Correlation Between Hurum and Sejong Telecom
Can any of the company-specific risk be diversified away by investing in both Hurum and Sejong Telecom at the same time? Although using a correlation coefficient on its own may not help to predict future stock returns, this module helps to understand the diversifiable risk of combining Hurum and Sejong Telecom into the same portfolio, which is an essential part of the fundamental portfolio management process.
By analyzing existing cross correlation between Hurum Co and Sejong Telecom, you can compare the effects of market volatilities on Hurum and Sejong Telecom and check how they will diversify away market risk if combined in the same portfolio for a given time horizon. You can also utilize pair trading strategies of matching a long position in Hurum with a short position of Sejong Telecom. Check out your portfolio center. Please also check ongoing floating volatility patterns of Hurum and Sejong Telecom.
Diversification Opportunities for Hurum and Sejong Telecom
0.91 | Correlation Coefficient |
Almost no diversification
The 3 months correlation between Hurum and Sejong is 0.91. Overlapping area represents the amount of risk that can be diversified away by holding Hurum Co and Sejong Telecom in the same portfolio, assuming nothing else is changed. The correlation between historical prices or returns on Sejong Telecom and Hurum is a relative statistical measure of the degree to which these equity instruments tend to move together. The correlation coefficient measures the extent to which returns on Hurum Co are associated (or correlated) with Sejong Telecom. Values of the correlation coefficient range from -1 to +1, where. The correlation of zero (0) is possible when the price movement of Sejong Telecom has no effect on the direction of Hurum i.e., Hurum and Sejong Telecom go up and down completely randomly.

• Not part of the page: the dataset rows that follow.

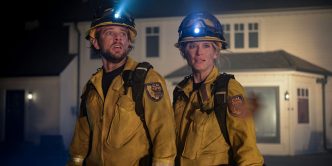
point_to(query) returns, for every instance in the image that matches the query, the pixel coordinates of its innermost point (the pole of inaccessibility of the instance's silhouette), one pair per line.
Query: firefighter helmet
(113, 17)
(201, 26)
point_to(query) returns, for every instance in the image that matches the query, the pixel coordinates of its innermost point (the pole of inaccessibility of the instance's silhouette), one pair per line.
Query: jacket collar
(117, 83)
(187, 88)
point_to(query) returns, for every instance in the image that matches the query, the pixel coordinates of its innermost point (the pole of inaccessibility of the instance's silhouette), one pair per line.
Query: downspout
(323, 81)
(78, 67)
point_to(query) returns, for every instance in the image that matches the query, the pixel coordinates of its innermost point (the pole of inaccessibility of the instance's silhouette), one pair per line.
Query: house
(276, 49)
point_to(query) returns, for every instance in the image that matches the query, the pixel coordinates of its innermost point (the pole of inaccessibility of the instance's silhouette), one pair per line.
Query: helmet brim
(91, 33)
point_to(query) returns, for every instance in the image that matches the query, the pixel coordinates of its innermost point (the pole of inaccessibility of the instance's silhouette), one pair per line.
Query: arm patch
(154, 91)
(237, 106)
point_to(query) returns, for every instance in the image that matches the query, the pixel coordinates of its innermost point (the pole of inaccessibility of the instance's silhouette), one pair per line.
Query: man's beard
(112, 58)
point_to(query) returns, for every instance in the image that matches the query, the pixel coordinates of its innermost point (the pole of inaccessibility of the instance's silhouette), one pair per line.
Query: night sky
(35, 38)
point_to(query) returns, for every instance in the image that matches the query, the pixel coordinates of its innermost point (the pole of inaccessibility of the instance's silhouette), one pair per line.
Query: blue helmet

Pair Corralation between Hurum and Sejong Telecom
Assuming the 90 days trading horizon Hurum Co is expected to generate 1.42 times more return on investment than Sejong Telecom. However, Hurum is 1.42 times more volatile than Sejong Telecom. It trades about -0.09 of its potential returns per unit of risk. Sejong Telecom is currently generating about -0.21 per unit of risk. If you would invest 84,500 in Hurum Co on October 10, 2024 and sell it today you would lose (10,600) from holding Hurum Co or give up 12.54% of portfolio value over 90 days.
Time Period | 3 Months [change] |
Direction | Moves Together |
Strength | Very Strong |
Accuracy | 98.39% |
Values | Daily Returns |
Hurum Co vs. Sejong Telecom
Performance |
Timeline |
Hurum |
Sejong Telecom |
Hurum and Sejong Telecom Volatility Contrast
Predicted Return Density |
Returns |
Pair Trading with Hurum and Sejong Telecom
The main advantage of trading using opposite Hurum and Sejong Telecom positions is that it hedges away some unsystematic risk. Because of two separate transactions, even if Hurum position performs unexpectedly, Sejong Telecom can make up some of the losses. Pair trading also minimizes risk from directional movements in the market. For example, if an entire industry or sector drops because of unexpected headlines, the short position in Sejong Telecom will offset losses from the drop in Sejong Telecom's long position.Hurum vs. DAEDUCK ELECTRONICS CoLtd | Hurum vs. Wave Electronics Co | Hurum vs. Daewoo Electronic Components | Hurum vs. Samwha Electronics Co |
Sejong Telecom vs. Sam Chun Dang | Sejong Telecom vs. SAMRYOONG CoLtd | Sejong Telecom vs. BYON Co | Sejong Telecom vs. Sangsangin Co |
Check out your portfolio center.Note that this page's information should be used as a complementary analysis to find the right mix of equity instruments to add to your existing portfolios or create a brand new portfolio. You can also try the Watchlist Optimization module to optimize watchlists to build efficient portfolios or rebalance existing positions based on the mean-variance optimization algorithm.